When Truth Is Feared More Than War
Poems on Democracy, Power, and the Cost of Silence
Overview
When Truth Is Feared More Than War is a political poetry collection that confronts the rising realities of fascism, authoritarianism, racial injustice, democratic erosion, immigration, and the human consequences of state power exercised without accountability. Written from within the present moment, the poems function as both civic record and moral inquiry, asking how fear reshapes law, how silence becomes policy, and how ordinary people are trained to accept extraordinary harm.

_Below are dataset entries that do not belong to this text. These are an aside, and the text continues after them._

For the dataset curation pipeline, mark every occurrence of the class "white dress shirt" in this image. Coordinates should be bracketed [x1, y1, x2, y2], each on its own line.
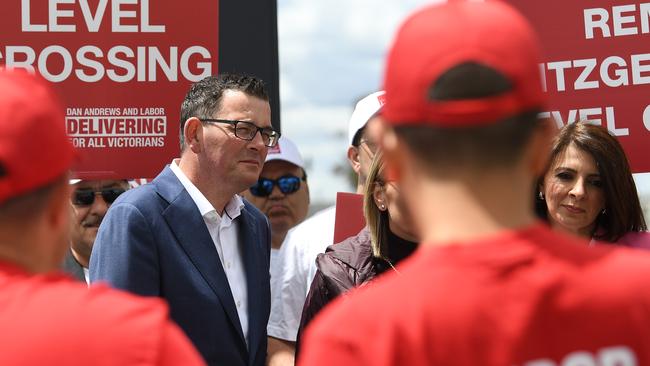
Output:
[169, 159, 248, 344]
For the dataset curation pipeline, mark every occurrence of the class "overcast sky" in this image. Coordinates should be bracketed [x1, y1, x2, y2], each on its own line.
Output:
[278, 0, 432, 206]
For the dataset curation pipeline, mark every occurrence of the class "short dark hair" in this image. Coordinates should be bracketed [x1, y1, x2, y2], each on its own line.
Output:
[395, 62, 541, 173]
[535, 121, 647, 242]
[179, 73, 269, 151]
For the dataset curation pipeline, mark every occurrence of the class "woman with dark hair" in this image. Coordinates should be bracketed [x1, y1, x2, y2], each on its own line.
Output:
[536, 122, 650, 247]
[296, 152, 417, 349]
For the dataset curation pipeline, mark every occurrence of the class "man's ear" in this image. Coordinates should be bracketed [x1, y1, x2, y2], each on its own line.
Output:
[183, 117, 203, 154]
[348, 145, 361, 175]
[45, 180, 74, 237]
[367, 116, 405, 181]
[372, 184, 388, 211]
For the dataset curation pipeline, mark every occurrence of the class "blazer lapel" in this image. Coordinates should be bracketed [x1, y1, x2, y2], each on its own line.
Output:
[239, 207, 268, 364]
[157, 168, 246, 345]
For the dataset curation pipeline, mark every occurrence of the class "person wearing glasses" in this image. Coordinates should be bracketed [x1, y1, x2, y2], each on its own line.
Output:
[242, 136, 309, 253]
[90, 74, 280, 366]
[61, 179, 129, 283]
[242, 136, 309, 365]
[296, 152, 417, 354]
[0, 68, 205, 366]
[268, 91, 384, 366]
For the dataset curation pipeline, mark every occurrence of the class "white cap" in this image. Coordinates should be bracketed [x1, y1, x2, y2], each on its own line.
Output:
[266, 136, 305, 169]
[348, 90, 386, 145]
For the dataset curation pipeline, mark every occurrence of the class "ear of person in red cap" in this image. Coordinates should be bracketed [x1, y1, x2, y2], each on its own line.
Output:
[0, 70, 204, 365]
[298, 1, 650, 366]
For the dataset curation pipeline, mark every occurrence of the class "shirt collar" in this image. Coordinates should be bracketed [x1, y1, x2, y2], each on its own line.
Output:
[169, 159, 244, 220]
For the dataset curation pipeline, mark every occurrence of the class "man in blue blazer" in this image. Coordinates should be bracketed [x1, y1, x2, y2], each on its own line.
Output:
[90, 74, 280, 366]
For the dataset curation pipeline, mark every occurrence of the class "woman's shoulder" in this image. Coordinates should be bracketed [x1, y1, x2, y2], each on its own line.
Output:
[316, 228, 372, 274]
[616, 231, 650, 249]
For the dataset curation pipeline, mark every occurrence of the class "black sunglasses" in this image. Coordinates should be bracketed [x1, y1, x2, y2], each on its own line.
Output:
[72, 188, 126, 206]
[250, 175, 305, 197]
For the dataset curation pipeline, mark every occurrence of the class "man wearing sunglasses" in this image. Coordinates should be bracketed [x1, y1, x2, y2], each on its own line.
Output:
[0, 69, 205, 366]
[242, 136, 309, 253]
[62, 179, 129, 283]
[90, 74, 280, 366]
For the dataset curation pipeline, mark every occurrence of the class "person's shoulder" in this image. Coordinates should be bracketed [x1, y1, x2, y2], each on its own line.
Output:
[291, 206, 336, 238]
[3, 275, 168, 339]
[317, 227, 372, 269]
[616, 231, 650, 249]
[241, 197, 267, 222]
[282, 206, 336, 253]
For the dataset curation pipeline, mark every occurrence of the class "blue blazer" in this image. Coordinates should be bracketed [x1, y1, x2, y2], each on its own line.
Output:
[90, 166, 271, 366]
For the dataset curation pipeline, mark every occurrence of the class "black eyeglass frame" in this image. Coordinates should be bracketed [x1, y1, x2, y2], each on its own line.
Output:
[71, 187, 126, 207]
[248, 174, 307, 197]
[199, 118, 282, 147]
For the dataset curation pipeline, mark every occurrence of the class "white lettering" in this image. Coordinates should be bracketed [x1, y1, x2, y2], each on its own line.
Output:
[107, 46, 135, 83]
[38, 46, 72, 83]
[643, 105, 650, 131]
[149, 47, 178, 81]
[639, 3, 650, 33]
[631, 53, 650, 85]
[600, 56, 629, 88]
[612, 4, 639, 36]
[598, 347, 637, 366]
[49, 0, 76, 32]
[75, 46, 104, 83]
[578, 108, 603, 126]
[573, 58, 598, 90]
[605, 107, 630, 136]
[584, 8, 611, 39]
[79, 0, 108, 32]
[546, 61, 571, 91]
[181, 46, 212, 82]
[20, 0, 47, 32]
[5, 46, 36, 72]
[140, 0, 165, 33]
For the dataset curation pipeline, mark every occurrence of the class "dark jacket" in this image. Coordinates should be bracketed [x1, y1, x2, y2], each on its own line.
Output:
[296, 227, 390, 352]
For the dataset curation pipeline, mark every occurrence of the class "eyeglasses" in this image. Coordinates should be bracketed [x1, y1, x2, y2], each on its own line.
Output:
[199, 118, 280, 147]
[250, 175, 305, 197]
[72, 188, 126, 206]
[359, 140, 377, 155]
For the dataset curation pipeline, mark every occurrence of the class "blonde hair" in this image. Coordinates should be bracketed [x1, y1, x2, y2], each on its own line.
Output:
[363, 152, 388, 258]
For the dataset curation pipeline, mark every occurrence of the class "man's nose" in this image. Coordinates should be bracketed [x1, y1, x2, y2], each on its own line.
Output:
[90, 192, 110, 216]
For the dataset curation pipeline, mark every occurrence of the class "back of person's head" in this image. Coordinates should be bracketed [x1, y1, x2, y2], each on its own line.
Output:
[382, 1, 545, 175]
[0, 70, 75, 269]
[363, 152, 388, 258]
[536, 121, 647, 242]
[180, 73, 269, 151]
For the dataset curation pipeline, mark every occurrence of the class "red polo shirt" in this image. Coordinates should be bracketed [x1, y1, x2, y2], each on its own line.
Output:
[299, 224, 650, 366]
[0, 263, 204, 366]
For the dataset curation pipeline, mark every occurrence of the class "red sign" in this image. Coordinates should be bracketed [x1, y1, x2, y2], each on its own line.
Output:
[509, 0, 650, 173]
[334, 192, 366, 244]
[0, 0, 219, 179]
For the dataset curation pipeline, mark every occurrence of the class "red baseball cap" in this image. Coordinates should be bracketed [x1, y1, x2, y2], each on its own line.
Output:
[0, 69, 75, 203]
[382, 0, 546, 127]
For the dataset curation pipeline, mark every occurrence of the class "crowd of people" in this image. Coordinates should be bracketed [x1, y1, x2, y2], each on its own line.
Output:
[0, 1, 650, 366]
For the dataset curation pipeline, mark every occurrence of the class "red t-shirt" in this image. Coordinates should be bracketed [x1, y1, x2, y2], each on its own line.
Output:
[0, 263, 205, 366]
[299, 223, 650, 366]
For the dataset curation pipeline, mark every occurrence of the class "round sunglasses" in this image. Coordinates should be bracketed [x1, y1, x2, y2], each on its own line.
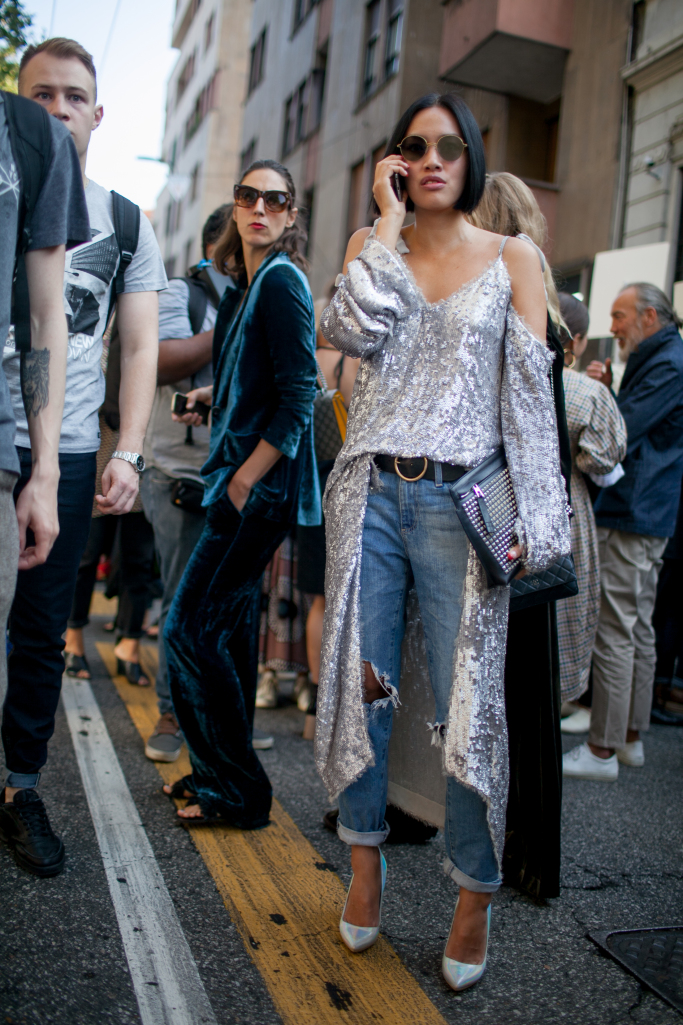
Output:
[233, 186, 291, 213]
[399, 135, 468, 161]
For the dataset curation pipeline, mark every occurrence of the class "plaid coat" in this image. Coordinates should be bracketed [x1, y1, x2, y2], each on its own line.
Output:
[557, 369, 627, 701]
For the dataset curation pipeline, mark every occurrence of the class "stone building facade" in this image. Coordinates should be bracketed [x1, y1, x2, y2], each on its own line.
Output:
[154, 0, 252, 276]
[225, 0, 683, 298]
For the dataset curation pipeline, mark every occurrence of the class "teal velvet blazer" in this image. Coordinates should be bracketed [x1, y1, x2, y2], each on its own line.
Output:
[202, 252, 322, 526]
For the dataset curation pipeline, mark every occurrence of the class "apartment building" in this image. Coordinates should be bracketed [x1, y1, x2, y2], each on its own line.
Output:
[619, 0, 683, 297]
[242, 0, 443, 295]
[236, 0, 683, 298]
[155, 0, 252, 276]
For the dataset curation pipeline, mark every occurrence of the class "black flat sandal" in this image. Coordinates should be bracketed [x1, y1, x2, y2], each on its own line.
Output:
[161, 776, 197, 802]
[64, 651, 92, 680]
[116, 655, 151, 687]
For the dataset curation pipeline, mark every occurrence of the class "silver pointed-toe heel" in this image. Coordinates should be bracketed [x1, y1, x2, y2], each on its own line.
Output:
[441, 904, 491, 991]
[339, 851, 385, 951]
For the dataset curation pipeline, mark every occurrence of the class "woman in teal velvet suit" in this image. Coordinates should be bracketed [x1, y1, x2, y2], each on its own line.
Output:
[164, 160, 321, 829]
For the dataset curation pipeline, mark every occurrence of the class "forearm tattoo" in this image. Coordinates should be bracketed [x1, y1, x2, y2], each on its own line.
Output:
[22, 349, 50, 419]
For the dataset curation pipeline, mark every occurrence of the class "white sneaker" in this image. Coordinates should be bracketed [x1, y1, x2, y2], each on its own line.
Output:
[256, 669, 278, 708]
[560, 708, 591, 733]
[562, 744, 619, 783]
[616, 740, 645, 769]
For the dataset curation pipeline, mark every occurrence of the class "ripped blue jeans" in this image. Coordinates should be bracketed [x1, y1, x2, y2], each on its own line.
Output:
[337, 472, 500, 893]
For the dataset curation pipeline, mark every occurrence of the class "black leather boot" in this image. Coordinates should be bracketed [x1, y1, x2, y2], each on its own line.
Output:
[0, 789, 66, 876]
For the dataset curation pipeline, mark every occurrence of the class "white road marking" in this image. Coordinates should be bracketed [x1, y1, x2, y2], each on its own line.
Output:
[62, 674, 216, 1025]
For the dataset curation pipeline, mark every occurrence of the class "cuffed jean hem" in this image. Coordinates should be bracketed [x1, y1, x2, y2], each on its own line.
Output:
[443, 858, 503, 894]
[5, 772, 40, 790]
[336, 819, 391, 847]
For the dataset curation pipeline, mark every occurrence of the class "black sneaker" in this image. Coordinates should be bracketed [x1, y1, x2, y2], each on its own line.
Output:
[0, 789, 66, 876]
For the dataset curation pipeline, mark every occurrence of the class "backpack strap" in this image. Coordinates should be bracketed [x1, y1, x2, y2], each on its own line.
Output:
[182, 277, 208, 334]
[2, 91, 52, 353]
[107, 189, 139, 323]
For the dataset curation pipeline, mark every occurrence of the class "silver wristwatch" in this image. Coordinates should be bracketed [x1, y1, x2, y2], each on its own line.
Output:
[112, 449, 145, 474]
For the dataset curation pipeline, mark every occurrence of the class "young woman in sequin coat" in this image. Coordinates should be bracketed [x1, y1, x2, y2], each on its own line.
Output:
[316, 94, 569, 989]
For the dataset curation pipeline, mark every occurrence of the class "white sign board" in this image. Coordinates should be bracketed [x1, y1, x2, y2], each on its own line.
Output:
[674, 281, 683, 317]
[589, 242, 671, 338]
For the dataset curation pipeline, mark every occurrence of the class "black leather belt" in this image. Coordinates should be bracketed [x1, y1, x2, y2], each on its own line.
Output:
[373, 455, 468, 483]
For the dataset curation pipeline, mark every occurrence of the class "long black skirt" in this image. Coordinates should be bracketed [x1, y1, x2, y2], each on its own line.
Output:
[503, 602, 562, 898]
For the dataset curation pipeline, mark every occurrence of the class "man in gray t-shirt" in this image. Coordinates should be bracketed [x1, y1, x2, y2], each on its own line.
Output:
[0, 92, 89, 705]
[140, 204, 235, 762]
[2, 39, 166, 874]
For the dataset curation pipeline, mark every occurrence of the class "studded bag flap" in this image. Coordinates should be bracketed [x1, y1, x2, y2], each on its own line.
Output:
[450, 448, 522, 587]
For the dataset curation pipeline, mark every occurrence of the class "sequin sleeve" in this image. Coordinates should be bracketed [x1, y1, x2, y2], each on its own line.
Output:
[320, 238, 418, 359]
[500, 304, 571, 571]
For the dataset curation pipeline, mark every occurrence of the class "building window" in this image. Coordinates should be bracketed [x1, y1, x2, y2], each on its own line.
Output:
[282, 52, 327, 156]
[385, 0, 403, 79]
[190, 164, 200, 205]
[347, 160, 365, 238]
[175, 49, 197, 104]
[674, 172, 683, 282]
[361, 0, 405, 99]
[363, 0, 381, 96]
[249, 28, 268, 93]
[166, 199, 183, 238]
[292, 0, 318, 32]
[204, 11, 215, 53]
[302, 189, 316, 258]
[185, 73, 217, 146]
[240, 138, 256, 174]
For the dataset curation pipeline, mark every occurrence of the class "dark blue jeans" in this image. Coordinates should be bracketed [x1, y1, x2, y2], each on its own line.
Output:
[164, 496, 290, 829]
[2, 448, 96, 786]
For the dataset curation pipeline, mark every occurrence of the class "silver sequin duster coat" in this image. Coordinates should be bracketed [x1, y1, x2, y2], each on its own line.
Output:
[316, 237, 570, 863]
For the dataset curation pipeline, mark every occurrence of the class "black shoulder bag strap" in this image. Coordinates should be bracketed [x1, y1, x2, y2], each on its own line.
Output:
[2, 91, 52, 353]
[103, 190, 139, 431]
[107, 189, 139, 323]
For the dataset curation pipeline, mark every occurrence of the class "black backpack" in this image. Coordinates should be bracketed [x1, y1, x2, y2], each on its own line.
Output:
[102, 190, 140, 431]
[171, 267, 220, 334]
[2, 91, 52, 353]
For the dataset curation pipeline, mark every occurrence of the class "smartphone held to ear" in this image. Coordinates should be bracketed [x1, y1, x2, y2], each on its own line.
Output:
[171, 392, 211, 423]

These poems resist slogans and partisanships. They are written instead as acts of witness β lyrical, historical, and formally inventive β grounded in attention, memory, and ethical responsibility. The collection examines not only overt acts of domination, but also the quieter mechanisms that allow such power to persist: paperwork, language, spectacle, fatigue, and indifference.
The book insists that democracy rarely collapses all at once. It frays β through compliance, distraction, and the gradual normalization of injustice.
Scope and Structure
The collection is organized into eight thematic sections, each tracing a distinct dimension of political and moral breakdown. Together, they move from foundational erosion through collective reckoning, the civic psyche, and moral reflection, mapping how power operates both publicly and privately, and how resistance begins with attention.